When choosing LEDs for an electronics project, the decision between Analog and Digital (Addressable) is a crucial architectural choice that will influence your MCU’s workload and your power delivery strategy.

Analog LED

Analog strips are simple components. Every LED on the strip is connected to the same power lines, meaning they all change color and brightness simultaneously. To control these, your MCU uses Pulse Width Modulation (PWM). Since an MCU pin cannot handle the high current required by a strip, you must use external N-Channel MOSFETs as switches. The MCU toggles the MOSFET gates at high frequencies to dim or blend colors. On the bright side, they are inexpensive, extremely bright, and offer high color resolution limited only by your MCU's PWM timers. However, you lack individual pixel control, it's all or nothing.
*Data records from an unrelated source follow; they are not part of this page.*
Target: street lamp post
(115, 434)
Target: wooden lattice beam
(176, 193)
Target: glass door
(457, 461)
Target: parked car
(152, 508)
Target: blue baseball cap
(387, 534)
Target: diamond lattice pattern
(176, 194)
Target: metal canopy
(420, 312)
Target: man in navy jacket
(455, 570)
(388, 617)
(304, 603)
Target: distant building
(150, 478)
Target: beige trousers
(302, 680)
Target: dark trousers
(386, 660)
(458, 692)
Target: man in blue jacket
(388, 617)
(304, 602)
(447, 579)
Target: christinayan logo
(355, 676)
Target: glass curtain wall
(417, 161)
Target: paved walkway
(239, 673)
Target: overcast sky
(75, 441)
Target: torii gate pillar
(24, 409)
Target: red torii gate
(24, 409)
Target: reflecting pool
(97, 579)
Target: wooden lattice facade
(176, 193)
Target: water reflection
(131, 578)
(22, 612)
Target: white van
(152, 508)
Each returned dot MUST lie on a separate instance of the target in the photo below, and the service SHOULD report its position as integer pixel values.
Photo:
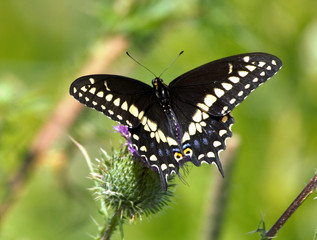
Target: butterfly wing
(120, 98)
(155, 141)
(132, 103)
(219, 86)
(204, 97)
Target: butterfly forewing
(219, 86)
(122, 99)
(188, 121)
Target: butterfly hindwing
(204, 135)
(219, 86)
(156, 143)
(120, 98)
(190, 119)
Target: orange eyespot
(188, 151)
(178, 156)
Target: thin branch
(310, 187)
(218, 202)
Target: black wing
(132, 103)
(219, 86)
(204, 97)
(122, 99)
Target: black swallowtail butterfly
(188, 120)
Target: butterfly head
(161, 89)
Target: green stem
(311, 186)
(113, 223)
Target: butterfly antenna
(171, 63)
(140, 63)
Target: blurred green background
(43, 47)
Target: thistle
(126, 188)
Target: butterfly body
(187, 120)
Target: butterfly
(185, 121)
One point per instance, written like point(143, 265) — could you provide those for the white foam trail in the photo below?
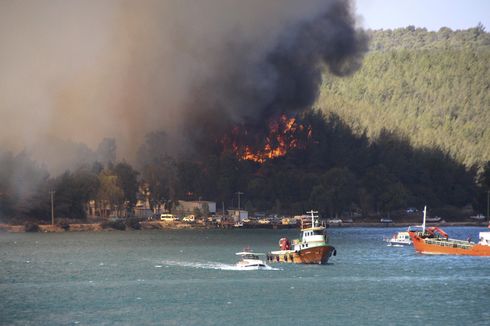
point(214, 265)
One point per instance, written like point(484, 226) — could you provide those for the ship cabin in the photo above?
point(312, 237)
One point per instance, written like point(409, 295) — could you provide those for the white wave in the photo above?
point(214, 265)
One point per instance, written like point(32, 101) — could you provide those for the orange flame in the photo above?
point(283, 135)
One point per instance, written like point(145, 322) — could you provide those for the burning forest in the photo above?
point(203, 101)
point(283, 134)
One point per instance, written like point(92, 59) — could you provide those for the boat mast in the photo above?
point(312, 212)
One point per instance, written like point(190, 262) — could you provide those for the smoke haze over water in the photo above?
point(83, 70)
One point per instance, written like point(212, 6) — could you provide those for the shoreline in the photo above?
point(159, 225)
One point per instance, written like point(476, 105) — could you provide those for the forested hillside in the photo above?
point(431, 87)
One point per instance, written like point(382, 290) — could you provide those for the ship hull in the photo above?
point(448, 247)
point(313, 255)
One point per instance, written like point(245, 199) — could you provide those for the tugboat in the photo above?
point(312, 248)
point(433, 240)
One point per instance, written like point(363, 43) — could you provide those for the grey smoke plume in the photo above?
point(84, 70)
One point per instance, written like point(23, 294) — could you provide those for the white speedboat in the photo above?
point(251, 260)
point(399, 239)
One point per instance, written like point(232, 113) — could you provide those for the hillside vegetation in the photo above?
point(431, 87)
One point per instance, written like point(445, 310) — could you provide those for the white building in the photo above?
point(188, 207)
point(238, 215)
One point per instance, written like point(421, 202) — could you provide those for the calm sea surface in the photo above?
point(187, 277)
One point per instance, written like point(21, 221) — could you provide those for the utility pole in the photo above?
point(52, 192)
point(238, 193)
point(488, 205)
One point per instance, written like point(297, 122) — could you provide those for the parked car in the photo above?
point(189, 218)
point(168, 217)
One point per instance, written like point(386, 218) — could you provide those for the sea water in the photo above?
point(188, 277)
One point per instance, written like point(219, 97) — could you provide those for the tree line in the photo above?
point(337, 172)
point(430, 87)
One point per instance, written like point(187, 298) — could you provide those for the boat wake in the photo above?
point(213, 265)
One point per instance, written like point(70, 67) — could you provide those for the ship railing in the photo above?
point(449, 243)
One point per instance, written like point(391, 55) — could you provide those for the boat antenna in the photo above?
point(312, 212)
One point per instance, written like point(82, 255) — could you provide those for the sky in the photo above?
point(431, 14)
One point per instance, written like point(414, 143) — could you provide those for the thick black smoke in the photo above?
point(250, 88)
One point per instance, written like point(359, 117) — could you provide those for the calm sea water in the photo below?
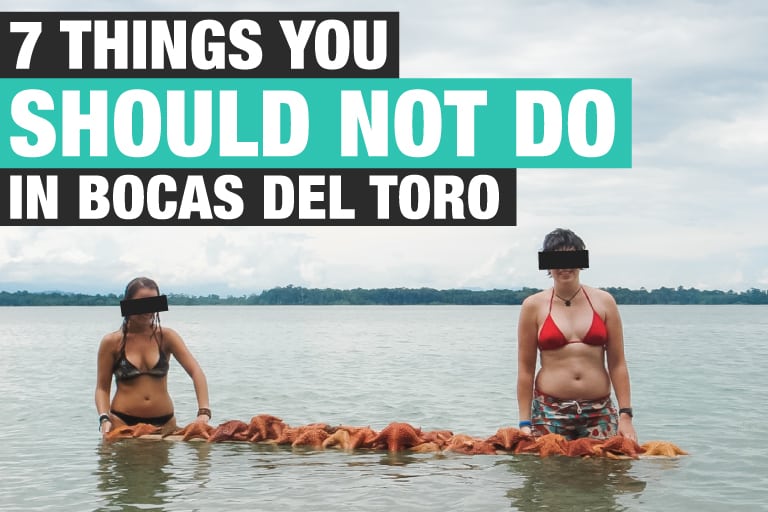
point(698, 379)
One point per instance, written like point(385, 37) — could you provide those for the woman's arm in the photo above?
point(104, 363)
point(617, 366)
point(184, 356)
point(527, 350)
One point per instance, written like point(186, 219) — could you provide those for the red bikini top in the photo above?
point(551, 337)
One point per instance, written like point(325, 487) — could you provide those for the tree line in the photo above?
point(298, 295)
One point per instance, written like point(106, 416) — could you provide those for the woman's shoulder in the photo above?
point(599, 296)
point(170, 336)
point(536, 299)
point(111, 340)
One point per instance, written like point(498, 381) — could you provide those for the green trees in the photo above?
point(298, 295)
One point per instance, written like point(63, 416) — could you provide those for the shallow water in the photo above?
point(697, 373)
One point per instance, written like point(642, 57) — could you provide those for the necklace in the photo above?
point(568, 301)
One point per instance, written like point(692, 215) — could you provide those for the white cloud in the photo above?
point(689, 213)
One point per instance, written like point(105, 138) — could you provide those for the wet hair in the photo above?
point(131, 289)
point(561, 239)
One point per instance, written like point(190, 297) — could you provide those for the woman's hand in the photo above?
point(626, 428)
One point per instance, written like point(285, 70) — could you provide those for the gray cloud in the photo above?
point(689, 213)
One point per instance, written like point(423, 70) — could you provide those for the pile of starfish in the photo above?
point(397, 437)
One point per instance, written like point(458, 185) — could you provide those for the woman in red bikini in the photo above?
point(138, 355)
point(577, 331)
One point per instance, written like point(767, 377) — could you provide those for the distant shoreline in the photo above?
point(298, 296)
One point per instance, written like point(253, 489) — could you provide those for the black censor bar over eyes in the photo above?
point(145, 305)
point(563, 259)
point(200, 44)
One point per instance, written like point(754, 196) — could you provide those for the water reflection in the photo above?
point(564, 483)
point(138, 474)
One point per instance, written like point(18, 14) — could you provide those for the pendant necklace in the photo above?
point(568, 301)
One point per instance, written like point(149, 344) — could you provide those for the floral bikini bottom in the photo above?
point(572, 419)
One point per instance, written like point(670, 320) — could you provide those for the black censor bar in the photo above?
point(563, 259)
point(145, 305)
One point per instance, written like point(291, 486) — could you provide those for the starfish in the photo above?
point(290, 434)
point(546, 445)
point(397, 436)
point(313, 437)
point(583, 447)
point(429, 446)
point(195, 430)
point(232, 430)
point(618, 447)
point(463, 443)
point(138, 430)
point(265, 427)
point(438, 437)
point(350, 438)
point(120, 432)
point(551, 444)
point(508, 438)
point(527, 445)
point(664, 448)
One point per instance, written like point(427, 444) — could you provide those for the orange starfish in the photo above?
point(265, 427)
point(619, 446)
point(313, 437)
point(664, 448)
point(397, 436)
point(350, 438)
point(583, 447)
point(439, 437)
point(527, 445)
point(232, 430)
point(290, 434)
point(427, 447)
point(195, 430)
point(507, 438)
point(463, 443)
point(138, 430)
point(120, 432)
point(551, 444)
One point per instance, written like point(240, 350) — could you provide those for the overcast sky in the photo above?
point(691, 212)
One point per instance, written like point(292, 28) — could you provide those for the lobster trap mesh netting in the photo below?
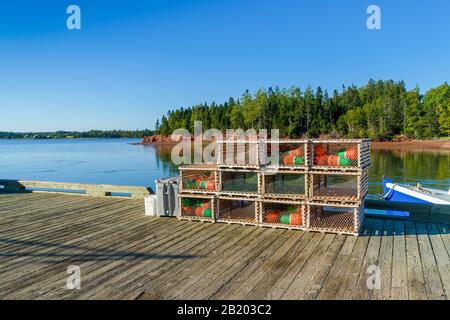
point(282, 214)
point(335, 155)
point(244, 211)
point(239, 182)
point(198, 180)
point(197, 207)
point(334, 219)
point(287, 184)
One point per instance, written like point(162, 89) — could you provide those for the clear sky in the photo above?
point(133, 60)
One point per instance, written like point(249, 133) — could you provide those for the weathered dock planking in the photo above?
point(126, 255)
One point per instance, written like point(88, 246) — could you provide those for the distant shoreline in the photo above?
point(412, 145)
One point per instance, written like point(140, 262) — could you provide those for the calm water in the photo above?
point(116, 161)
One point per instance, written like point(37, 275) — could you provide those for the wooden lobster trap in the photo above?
point(243, 154)
point(345, 187)
point(340, 155)
point(238, 210)
point(240, 183)
point(282, 214)
point(335, 218)
point(285, 154)
point(197, 207)
point(200, 179)
point(284, 184)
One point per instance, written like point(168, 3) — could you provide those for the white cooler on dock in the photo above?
point(151, 205)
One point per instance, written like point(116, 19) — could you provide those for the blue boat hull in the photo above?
point(397, 196)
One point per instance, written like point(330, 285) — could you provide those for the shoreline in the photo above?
point(408, 145)
point(412, 145)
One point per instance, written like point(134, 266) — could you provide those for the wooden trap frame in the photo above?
point(243, 154)
point(239, 183)
point(284, 184)
point(244, 211)
point(340, 155)
point(196, 207)
point(201, 179)
point(285, 154)
point(342, 187)
point(335, 218)
point(282, 214)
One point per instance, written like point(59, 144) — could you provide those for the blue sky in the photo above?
point(134, 60)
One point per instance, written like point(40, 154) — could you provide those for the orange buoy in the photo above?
point(288, 160)
point(187, 211)
point(205, 205)
point(320, 150)
point(297, 152)
point(321, 160)
point(351, 154)
point(296, 219)
point(333, 161)
point(272, 217)
point(210, 185)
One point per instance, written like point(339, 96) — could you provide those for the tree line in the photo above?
point(379, 110)
point(77, 135)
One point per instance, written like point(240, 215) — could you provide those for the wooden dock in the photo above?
point(123, 254)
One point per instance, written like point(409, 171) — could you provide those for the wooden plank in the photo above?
point(338, 270)
point(416, 281)
point(123, 266)
point(255, 273)
point(440, 254)
point(212, 282)
point(362, 290)
point(385, 261)
point(444, 230)
point(349, 280)
point(308, 269)
point(129, 283)
point(282, 284)
point(316, 283)
point(399, 287)
point(156, 284)
point(178, 286)
point(433, 283)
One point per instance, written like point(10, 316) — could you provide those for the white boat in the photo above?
point(396, 192)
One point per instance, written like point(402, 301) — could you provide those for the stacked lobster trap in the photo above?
point(338, 185)
point(317, 185)
point(197, 192)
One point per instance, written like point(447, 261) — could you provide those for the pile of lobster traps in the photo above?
point(316, 185)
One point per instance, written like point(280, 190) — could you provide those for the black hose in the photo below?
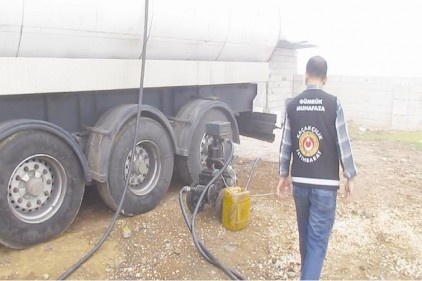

Wiring is also more complex for RGB because you need thick, dedicated wires for each color channel to handle the Amps.

Digital LED

On the other hand, digital LEDs, contain a tiny driver IC inside the LED package itself. These use a high-speed NRZ (Non-Return-to-Zero) serial protocol. The MCU sends a single data stream where each LED "consumes" its 24-bit color data and passes the rest to the next pixel. You can control every single pixel independently using just one MCU pin. This allows for complex animations and "chasing" effects which could be very impressive and fun for your projects. However, they are timing-critical. If your MCU's code is interrupted by a background task, the data signal can glitch. They also have a "quiescent current," meaning they consume power even when they are "off."

What should you choose?

Choose Analog for architectural lighting where uniformity is key and budget is tight. Choose digital for dynamic displays, but ensure you include a large filter capacitor (1000µF) across the power rails to prevent voltage spikes from damaging the sensitive internal ICs.